Friday, 21 August 2009

BUGGING THE SWAZI CELL PHONES

I laughed like a drain when I read that MTN Swaziland, the kingdom’s only provider of cell phone services, claimed that it offered its customers ‘absolute privacy’ when they made calls.


Tebogo Mogapi, MTN chief executive went so far as to say, ‘Bugging of people’s phones is not happening on the MTN network and it is not possible for someone to bug a phone on our network.’


Sorry, but bugging a cell phone is comparatively easy and Mogapi must know that. If he doesn’t he shouldn’t be chief executive of a phone service provider. If, as I suspect, he does know this why is he trying to mislead his customers?


Part of the answer is found in the new Electronics Bill presently making its way through the Swaziland Parliament.


The bill would allow Swazi security services to tap phones if it can get a court order.


The Swazi Observer, the newspaper in effect owned by King Mswati III, sub-Saharan Africa’s last absolute monarch, was at pains to reassure readers their liberties were not under threat.
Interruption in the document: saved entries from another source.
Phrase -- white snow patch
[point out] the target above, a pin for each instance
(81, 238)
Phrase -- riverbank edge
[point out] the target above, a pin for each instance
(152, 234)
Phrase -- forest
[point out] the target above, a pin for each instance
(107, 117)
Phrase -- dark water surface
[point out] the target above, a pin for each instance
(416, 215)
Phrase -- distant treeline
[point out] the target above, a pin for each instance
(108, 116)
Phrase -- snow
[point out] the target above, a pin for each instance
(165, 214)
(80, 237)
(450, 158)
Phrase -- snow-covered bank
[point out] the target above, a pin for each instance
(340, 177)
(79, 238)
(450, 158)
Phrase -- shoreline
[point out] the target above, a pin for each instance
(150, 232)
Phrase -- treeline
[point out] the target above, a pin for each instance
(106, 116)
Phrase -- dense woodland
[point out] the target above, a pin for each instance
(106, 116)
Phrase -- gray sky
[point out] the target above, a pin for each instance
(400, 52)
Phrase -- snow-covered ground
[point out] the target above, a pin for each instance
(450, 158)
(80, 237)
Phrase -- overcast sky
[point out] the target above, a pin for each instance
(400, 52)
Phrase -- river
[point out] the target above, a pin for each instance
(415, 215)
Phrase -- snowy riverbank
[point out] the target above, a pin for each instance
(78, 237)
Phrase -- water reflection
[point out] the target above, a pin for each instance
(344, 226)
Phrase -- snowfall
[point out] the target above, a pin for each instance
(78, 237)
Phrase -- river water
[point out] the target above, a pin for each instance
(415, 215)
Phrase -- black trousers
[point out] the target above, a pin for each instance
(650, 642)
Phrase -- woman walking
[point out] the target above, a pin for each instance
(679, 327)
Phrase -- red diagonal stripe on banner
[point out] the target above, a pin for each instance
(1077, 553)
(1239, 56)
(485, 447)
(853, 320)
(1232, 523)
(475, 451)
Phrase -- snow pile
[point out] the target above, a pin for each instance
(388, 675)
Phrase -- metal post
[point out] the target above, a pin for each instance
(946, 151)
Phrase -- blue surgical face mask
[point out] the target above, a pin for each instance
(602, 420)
It quoted Mogapi saying MTN had ‘streamlined how the police can access information if they were investigating a serious matter’. However, he said MTN would allow police access, but only if they had a court order. So, not much of a protection there then.


The court order is irrelevant. In the modern age, you don’t need permission to bug someone’s cell phone; the technology is there for people to do it quite easily.


Mogapi, who remember is chief executive of MTN, doesn’t seem to have heard about this. He told the Observer, ‘We understand that there’s software available that could go into your number and duplicate messages, but it hasn’t been demonstrated to me yet.’


Where has he been hiding? There are numerous accounts of cell phone tapping from across the world. In 2007 a UK newspaper journalist Clive Goodman made international news when he was jailed for reporting the private phone calls of Prince Charles and Camilla Parker Bowles.


Although it is illegal in most countries it is easy to tap a cell phone. If you feel the need to listen in on the conversations of King Mswati or Barnabas Dlamini, his illegally-appointed prime minister, or anyone else for that matter, you can get the necessary software here, or here or here.